03Mai2026

Parler à une IA qui code : la nouvelle compétence métier

Tu n'as plus besoin d'apprendre à coder pour faire faire des choses à une machine. Tu as besoin d'apprendre à être précise. Ce n'est pas la même chose.

Il y a vingt ans, j'ai construit ma première base de données Access pour suivre des contrats de travail d'un hôtel saisonnier. Pas parce que j'aimais les bases de données. Parce que j'avais un problème à résoudre et que personne d'autre n'allait le résoudre à ma place. J'ai appris à décrire ce que je voulais à une machine, dans sa langue à elle : des tables, des relations, des requêtes.

La langue a changé. Le geste, non.

Le pont existait déjà

Quand les gens me demandent depuis combien de temps je travaille avec l'IA, je réponds vingt ans. Ça les surprend. Ils pensent à ChatGPT, à Claude, à tout ce qui est apparu depuis 2022. Moi je pense à cette base Access qui plantait quand on éternuait à côté, aux macros Excel que je bricolais le dimanche soir, aux automatisations Zapier que je construisais en tâtonnant.

Dans tous ces cas, je faisais la même chose : décrire à une machine ce que je voulais obtenir, avec assez de précision pour qu'elle le fasse. Pas coder au sens noble du terme. Décrire. Spécifier. Itérer quand le résultat n'était pas celui que j'avais en tête.

Le pont entre le monde non-tech et le monde tech, je l'ai toujours traversé par ce bout-là. Pas par la syntaxe. Par la clarté de ce que je voulais.

Ce qui a changé depuis deux ans, c'est que la machine est devenue beaucoup plus douée pour faire la traduction à ma place.

Ce que 2025 a vraiment changé

Pendant longtemps, décrire ce qu'on voulait à une machine demandait de parler sa langue. Pour interroger une base de données, il fallait écrire du SQL. Pour automatiser un calcul, il fallait connaître la syntaxe des formules. Pour connecter deux outils entre eux, il fallait comprendre ce qu'est une API, comment elle fonctionne, ce qu'elle attend.

Pas besoin d'être développeuse. Mais besoin de maîtriser un dialecte.

Ce que 2025 a changé, ce n'est pas que les machines sont devenues intelligentes. C'est qu'elles font maintenant l'effort de traduction. Tu décris en français ce que tu veux. La machine comprend, traduit, exécute. Si le résultat n'est pas ce que tu voulais, tu précises. Elle corrige.

C'est un glissement, pas une révolution. Mais ce glissement change tout pour les praticiens métier qui n'ont jamais voulu apprendre.

J'ai passé quinze ans en direction d'entreprise à construire des outils internes parce que j'avais des problèmes réels et pas de développeur disponible. J'ai appris des bouts de langages machines par nécessité, jamais par passion. Ce que je maîtrisais vraiment, c'était la capacité à décrire précisément un problème métier. Ce que je voulais, pourquoi je le voulais, dans quel contexte, avec quelles contraintes.

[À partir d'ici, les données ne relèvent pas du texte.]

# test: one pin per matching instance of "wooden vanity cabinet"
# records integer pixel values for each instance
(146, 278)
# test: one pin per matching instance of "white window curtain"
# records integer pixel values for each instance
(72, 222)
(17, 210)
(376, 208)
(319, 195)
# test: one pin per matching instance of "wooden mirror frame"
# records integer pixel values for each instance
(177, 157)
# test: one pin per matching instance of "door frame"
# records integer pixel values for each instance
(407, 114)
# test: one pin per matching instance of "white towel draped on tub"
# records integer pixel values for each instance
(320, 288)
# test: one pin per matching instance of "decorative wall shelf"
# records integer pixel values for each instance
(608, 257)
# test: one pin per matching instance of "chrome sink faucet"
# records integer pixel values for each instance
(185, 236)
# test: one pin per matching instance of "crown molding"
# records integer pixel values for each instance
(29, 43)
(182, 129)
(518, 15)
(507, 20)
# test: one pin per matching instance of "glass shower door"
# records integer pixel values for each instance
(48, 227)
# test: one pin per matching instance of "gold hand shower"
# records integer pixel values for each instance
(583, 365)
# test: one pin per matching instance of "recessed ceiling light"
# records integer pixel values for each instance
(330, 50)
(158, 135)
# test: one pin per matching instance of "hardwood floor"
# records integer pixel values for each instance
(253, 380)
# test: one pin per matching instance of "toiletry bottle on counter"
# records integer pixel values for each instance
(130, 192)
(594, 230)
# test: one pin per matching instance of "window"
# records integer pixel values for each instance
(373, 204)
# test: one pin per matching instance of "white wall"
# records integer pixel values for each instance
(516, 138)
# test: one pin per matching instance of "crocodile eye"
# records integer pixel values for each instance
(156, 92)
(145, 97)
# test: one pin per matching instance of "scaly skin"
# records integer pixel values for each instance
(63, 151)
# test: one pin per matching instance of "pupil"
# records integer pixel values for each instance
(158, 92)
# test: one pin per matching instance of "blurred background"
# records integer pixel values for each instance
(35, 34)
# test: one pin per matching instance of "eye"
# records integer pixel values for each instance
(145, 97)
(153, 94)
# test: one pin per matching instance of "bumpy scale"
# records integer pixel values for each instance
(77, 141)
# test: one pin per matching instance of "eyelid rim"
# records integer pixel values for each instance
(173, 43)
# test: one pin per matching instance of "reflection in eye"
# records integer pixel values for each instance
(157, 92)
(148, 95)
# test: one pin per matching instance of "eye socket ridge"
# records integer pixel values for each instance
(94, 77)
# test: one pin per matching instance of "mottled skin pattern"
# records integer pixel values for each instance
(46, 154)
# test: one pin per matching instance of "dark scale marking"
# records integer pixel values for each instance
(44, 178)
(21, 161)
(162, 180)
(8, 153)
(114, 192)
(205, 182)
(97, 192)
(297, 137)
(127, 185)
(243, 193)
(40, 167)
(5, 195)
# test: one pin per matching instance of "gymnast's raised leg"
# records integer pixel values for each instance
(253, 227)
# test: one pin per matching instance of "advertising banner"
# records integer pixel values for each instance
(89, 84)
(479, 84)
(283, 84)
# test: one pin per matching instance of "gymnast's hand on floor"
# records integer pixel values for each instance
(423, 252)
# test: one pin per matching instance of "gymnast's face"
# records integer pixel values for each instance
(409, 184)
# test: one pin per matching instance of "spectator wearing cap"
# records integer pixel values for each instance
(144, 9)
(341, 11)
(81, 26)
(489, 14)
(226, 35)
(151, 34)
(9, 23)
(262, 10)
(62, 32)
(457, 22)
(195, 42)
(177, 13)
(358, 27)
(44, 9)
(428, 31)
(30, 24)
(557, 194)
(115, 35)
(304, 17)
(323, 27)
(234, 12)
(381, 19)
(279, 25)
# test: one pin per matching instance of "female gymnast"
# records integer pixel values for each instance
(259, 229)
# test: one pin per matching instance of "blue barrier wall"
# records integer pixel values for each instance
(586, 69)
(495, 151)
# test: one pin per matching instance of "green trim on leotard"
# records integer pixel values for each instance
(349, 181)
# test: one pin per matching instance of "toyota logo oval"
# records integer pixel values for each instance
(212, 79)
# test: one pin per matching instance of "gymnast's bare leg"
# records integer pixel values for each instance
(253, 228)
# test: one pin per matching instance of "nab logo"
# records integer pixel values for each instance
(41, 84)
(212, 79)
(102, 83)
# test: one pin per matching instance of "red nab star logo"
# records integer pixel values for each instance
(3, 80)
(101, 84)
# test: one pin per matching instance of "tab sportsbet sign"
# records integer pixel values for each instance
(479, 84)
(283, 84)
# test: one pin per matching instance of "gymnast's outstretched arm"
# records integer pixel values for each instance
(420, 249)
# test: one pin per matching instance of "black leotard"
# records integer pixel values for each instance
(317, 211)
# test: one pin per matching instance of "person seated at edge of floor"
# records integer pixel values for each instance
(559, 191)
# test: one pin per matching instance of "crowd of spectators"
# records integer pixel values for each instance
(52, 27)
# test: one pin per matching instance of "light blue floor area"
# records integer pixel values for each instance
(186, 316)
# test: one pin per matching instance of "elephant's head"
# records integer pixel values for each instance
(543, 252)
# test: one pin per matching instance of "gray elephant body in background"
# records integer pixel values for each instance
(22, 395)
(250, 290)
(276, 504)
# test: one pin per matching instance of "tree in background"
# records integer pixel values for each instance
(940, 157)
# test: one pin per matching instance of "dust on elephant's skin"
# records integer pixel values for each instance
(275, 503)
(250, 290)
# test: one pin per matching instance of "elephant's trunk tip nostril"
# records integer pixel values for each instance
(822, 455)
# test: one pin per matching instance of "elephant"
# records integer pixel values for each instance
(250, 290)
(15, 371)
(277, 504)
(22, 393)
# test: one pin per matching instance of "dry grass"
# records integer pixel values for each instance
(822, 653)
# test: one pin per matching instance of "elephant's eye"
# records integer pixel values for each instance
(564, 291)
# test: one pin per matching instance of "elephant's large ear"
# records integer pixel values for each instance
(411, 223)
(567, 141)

C'est exactement ce dont les IA actuelles ont besoin pour être utiles.

Le spectre des outils, du plus doux au plus puissant

Claude, Chat GPT : la conversation

Claude, Chat GPT, c'est l'entrée la plus naturelle. Tu lui parles comme tu parlerais à quelqu'un de très compétent qui n'a aucun contexte sur toi ni sur ton travail. Tu décris ce que tu veux faire, il répond, tu précises, il affine.

J'utilise Claude tous les jours, pour des choses très différentes : structurer un argument, analyser un document, rédiger un premier jet, réfléchir à voix haute sur un problème de product. Ce qui m'a frappée en commençant à l'utiliser sérieusement, c'est que la qualité de ce que j'obtenais dépendait presque entièrement de la qualité de ce que je lui donnais. Pas de ma maîtrise technique. De ma précision.

Une demande floue donne une réponse générique. Une demande précise, avec le contexte, les contraintes, l'objectif réel, donne quelque chose d'utilisable.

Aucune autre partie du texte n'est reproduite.